Peter Krummenacher, verheiratet mit Margreth Kleeb bewirtschaftete zuerst die Alp Witmoss in Sörenberg. Im Jahr 1678 kaufte er den Hof Tellenmoos in Escholzmatt. In der Gültverschreibung von 1683 ist im Zusammenhang von Witmoos folgende Zeile zu lesen: "...dann obwol diser mein Kouf umb nachfolgende Gülten hat und verschriben, die sindt aber auf der Allp Weitenmooss welche Weibel Lux Portmann ietzemalen besitzt, geschlagen worden..." 
 
"1675: Dem Peter Krummenacher und seiner frauwen ist zugeteilt worden das gout im witmoos und die schwendi" Quelle: Die Entlebucher Namenlandschaft von Erika Waser. 
 
 
Verschreibung Tellenmoos, 700 Gulden, Martini 1683 
 
Text 
 
 
Under Thällenmoss ist im Mertz des 1678 Jars von Ullerich Rölli verkauft und geben worden dem Peter Krummenacher umb 4400 gl. und ein Thaller zu Thrinkgelt....(Quelle: Landschreiberprotokoll Band 1, 1676 bis 1685, Amtgerichtsarchiv des Amtes Eintlebuch in 6162 Entlebuch) 
 
 
 
Verschreibung Tellenmoos, 800 Gulden, Martini 1692 
 
Wir Nachbenante Peter Krummenacher und Margret Kleebin sein eheliche haussfrauw mit Hilff und Beistandt mines eheligen Sohns Joseph Krummenachers, auch mit gutheissen undt bewilligung des zu endtbenanten Junkhern Landtvogts.

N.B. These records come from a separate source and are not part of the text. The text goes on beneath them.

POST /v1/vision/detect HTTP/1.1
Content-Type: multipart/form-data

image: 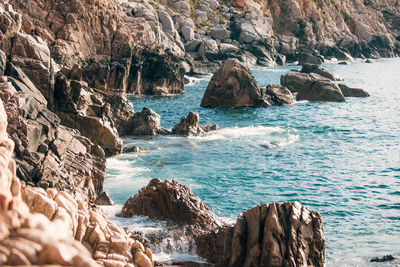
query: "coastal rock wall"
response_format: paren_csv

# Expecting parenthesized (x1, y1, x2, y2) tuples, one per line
(0, 99, 154, 266)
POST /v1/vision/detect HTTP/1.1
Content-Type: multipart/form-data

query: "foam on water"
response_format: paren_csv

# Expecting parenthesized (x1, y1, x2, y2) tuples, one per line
(106, 58, 400, 265)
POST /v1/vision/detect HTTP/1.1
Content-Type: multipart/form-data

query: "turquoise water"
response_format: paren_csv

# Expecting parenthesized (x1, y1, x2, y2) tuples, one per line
(105, 58, 400, 266)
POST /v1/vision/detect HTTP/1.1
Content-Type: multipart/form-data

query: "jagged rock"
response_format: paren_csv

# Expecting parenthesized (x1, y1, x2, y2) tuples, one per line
(128, 108, 169, 136)
(0, 50, 6, 75)
(201, 59, 292, 107)
(0, 78, 105, 196)
(200, 58, 267, 107)
(281, 72, 345, 102)
(210, 26, 230, 40)
(194, 202, 325, 267)
(181, 25, 194, 41)
(301, 63, 343, 81)
(94, 192, 115, 206)
(338, 84, 370, 97)
(0, 98, 154, 267)
(298, 51, 324, 65)
(129, 49, 185, 95)
(172, 111, 218, 136)
(123, 145, 146, 153)
(262, 85, 294, 106)
(120, 179, 222, 231)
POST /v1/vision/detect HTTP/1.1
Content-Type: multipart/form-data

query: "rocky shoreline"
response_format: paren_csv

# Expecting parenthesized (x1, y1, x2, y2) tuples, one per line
(0, 0, 399, 265)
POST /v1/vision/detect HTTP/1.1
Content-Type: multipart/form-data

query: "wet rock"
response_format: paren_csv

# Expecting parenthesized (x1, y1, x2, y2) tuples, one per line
(172, 111, 218, 136)
(338, 61, 350, 65)
(301, 63, 343, 81)
(195, 202, 325, 267)
(123, 145, 146, 153)
(338, 84, 370, 97)
(128, 108, 169, 136)
(200, 58, 267, 107)
(120, 179, 222, 231)
(94, 192, 115, 206)
(370, 255, 396, 262)
(281, 72, 345, 102)
(262, 85, 294, 106)
(298, 51, 324, 66)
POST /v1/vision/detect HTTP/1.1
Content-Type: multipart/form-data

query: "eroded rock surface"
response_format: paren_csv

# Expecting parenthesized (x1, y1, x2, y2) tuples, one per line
(172, 111, 218, 136)
(0, 99, 154, 266)
(120, 179, 222, 232)
(195, 202, 325, 267)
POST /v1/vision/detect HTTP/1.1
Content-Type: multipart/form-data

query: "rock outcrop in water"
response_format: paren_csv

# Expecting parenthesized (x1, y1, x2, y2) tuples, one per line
(0, 99, 154, 266)
(172, 111, 218, 136)
(201, 59, 293, 107)
(120, 179, 223, 232)
(123, 179, 325, 266)
(195, 201, 325, 267)
(301, 63, 344, 81)
(338, 84, 370, 97)
(127, 108, 169, 136)
(281, 72, 346, 102)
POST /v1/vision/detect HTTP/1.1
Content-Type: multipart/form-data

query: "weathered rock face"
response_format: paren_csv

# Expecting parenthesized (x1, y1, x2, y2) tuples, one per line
(172, 111, 218, 136)
(201, 59, 295, 107)
(120, 179, 222, 232)
(281, 72, 346, 102)
(128, 49, 186, 95)
(0, 99, 154, 267)
(127, 108, 169, 136)
(301, 63, 343, 81)
(262, 85, 294, 106)
(338, 83, 370, 97)
(0, 77, 106, 196)
(94, 191, 115, 206)
(200, 59, 267, 107)
(195, 202, 325, 267)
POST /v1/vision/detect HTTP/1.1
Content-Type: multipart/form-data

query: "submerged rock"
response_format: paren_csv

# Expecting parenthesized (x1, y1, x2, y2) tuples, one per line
(123, 145, 146, 153)
(338, 84, 370, 97)
(370, 255, 396, 262)
(172, 111, 218, 136)
(120, 179, 222, 231)
(195, 202, 325, 267)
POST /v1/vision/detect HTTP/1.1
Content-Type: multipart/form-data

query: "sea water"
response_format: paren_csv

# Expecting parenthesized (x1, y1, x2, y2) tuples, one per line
(104, 58, 400, 266)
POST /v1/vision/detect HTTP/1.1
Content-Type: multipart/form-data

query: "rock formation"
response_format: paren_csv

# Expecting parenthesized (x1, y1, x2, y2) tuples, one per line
(120, 179, 223, 232)
(301, 63, 344, 81)
(201, 59, 293, 107)
(338, 84, 370, 97)
(281, 72, 346, 102)
(262, 85, 294, 106)
(0, 99, 154, 266)
(195, 202, 325, 267)
(172, 111, 218, 136)
(127, 108, 169, 136)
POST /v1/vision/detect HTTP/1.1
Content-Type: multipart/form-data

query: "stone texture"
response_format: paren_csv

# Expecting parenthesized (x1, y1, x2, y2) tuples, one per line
(0, 99, 154, 267)
(172, 111, 218, 136)
(338, 84, 370, 97)
(262, 85, 294, 106)
(298, 51, 324, 66)
(200, 58, 267, 107)
(127, 108, 169, 136)
(301, 63, 343, 81)
(195, 202, 325, 267)
(120, 179, 223, 232)
(94, 192, 115, 206)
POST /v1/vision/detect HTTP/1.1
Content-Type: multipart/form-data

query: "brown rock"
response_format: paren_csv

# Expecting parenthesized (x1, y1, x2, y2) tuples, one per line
(120, 179, 222, 231)
(200, 58, 267, 108)
(94, 192, 115, 206)
(262, 85, 294, 106)
(301, 63, 343, 81)
(338, 84, 370, 97)
(127, 108, 169, 136)
(195, 202, 325, 267)
(172, 111, 218, 136)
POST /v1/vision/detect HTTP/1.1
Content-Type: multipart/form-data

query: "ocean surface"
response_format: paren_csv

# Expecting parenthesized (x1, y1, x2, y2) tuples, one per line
(104, 58, 400, 266)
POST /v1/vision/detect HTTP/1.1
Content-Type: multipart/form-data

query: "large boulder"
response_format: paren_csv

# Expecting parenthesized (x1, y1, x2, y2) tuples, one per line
(200, 58, 267, 107)
(262, 85, 294, 106)
(338, 84, 370, 97)
(128, 108, 169, 136)
(301, 63, 343, 81)
(195, 202, 325, 267)
(281, 72, 345, 102)
(298, 51, 324, 65)
(172, 111, 218, 136)
(120, 179, 222, 231)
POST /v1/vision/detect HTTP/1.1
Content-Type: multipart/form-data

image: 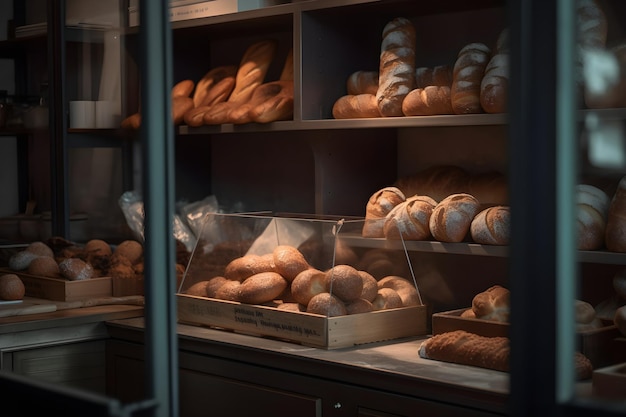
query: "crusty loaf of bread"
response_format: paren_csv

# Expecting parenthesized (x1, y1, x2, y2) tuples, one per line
(415, 65, 453, 89)
(394, 165, 471, 203)
(471, 285, 510, 322)
(480, 53, 509, 114)
(376, 17, 416, 117)
(402, 86, 453, 116)
(451, 42, 491, 114)
(363, 187, 406, 238)
(333, 94, 382, 119)
(192, 65, 238, 108)
(429, 193, 481, 243)
(383, 195, 437, 240)
(576, 184, 609, 251)
(606, 176, 626, 252)
(229, 39, 278, 104)
(470, 205, 511, 245)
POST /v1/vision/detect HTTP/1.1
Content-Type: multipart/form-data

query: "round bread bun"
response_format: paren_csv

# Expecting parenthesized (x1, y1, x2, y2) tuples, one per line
(575, 299, 596, 324)
(214, 280, 241, 301)
(615, 305, 626, 337)
(325, 264, 364, 302)
(460, 308, 476, 318)
(377, 276, 420, 306)
(114, 240, 143, 264)
(238, 272, 288, 304)
(358, 270, 379, 302)
(306, 292, 347, 317)
(224, 254, 266, 282)
(470, 205, 511, 245)
(27, 256, 61, 278)
(59, 258, 94, 281)
(345, 298, 374, 315)
(290, 268, 328, 305)
(272, 245, 310, 281)
(26, 241, 54, 258)
(8, 251, 41, 271)
(613, 269, 626, 299)
(0, 274, 25, 300)
(84, 239, 112, 256)
(185, 281, 209, 297)
(372, 288, 403, 310)
(205, 276, 229, 298)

Von Unseren Gnedigen Herren und Oberen Unsers verordneten Vogts jm Kilchgang Escholtzmatt und Landt Entlibuch wonhafte. Bekhennet hiemit für uns und unsere Erben, die sambt uns vestenklich harzuo verbunden sein sollent, dass wir umb befürderung willen, Unseres besseren Nutzens und den schaden ze wenden, eines ufrechten redlichen und wüssenhafften kauffs verkaufft und zu kaufen geben habent. den Hochgeachten wohledell Gestrengen eeren notvesten fürsichtigen frommen fürnemen und wohlwysen Herren Aurelian Zur Gillgen, Schultheissen Venner der statt Lucerne zu sein seiner erben undt aller anderen mit Recht inhabern dis briefs handen. Namblichen vierzig Guldin Lucerner wärung, jerliches undt ablosiges zinses fürohin sechs Jar lang oder so lang diser brief wären würrt, jerlichen undt eines jeden jahrs, sonderlich allwegen uff St. Martini des heiligen Bischoffen tag, acht tag vor oder nach ungefahrlich zewären, zerichten undt zu bezahlen 
 
Von acht Hundert Guldinen gedachter wärung haubt guts, deren wir mit gutem barem gelt wohlvernüegt , deswegen die inhabere dies briefs hiemit für uns und unsere erben fry quit ledig undt loos sagend. Gelobende zu endtgemelter sechs jaren das benante Hauptguoth jn vier gleichen ablosungen, als zu jeder besonder jehrlichen zwei hundert Guldin, aber jede loosung mit gebührendem tragenden Zins auch zu erleggen undt zu erstatten. undt allso diser zins kauf widerumb abzulösen und zu endtkrefftigen, Es wäre dann Sach, dass nach verflossene ersten sechs jaren nüwe anstellung uff sechs andere jare lang, undt also fortan weiter pitlich erlangt werden, möchte so oft das beschehe, sol allwegen diser brief von sechsen bis widerumb zu sechs jahren Crafft haben und allen hienach ufgerichten gülten vorgehe. vermög Unserer Gnedigen Herren und Oberen Satz und Ordnungen Aber alles es sye zins und hauptgut, entweder zu Jnhaberen dis brieffs sichern handen undt gwalt undt ohne einichen jhren Costen schaden und Entgeltnus.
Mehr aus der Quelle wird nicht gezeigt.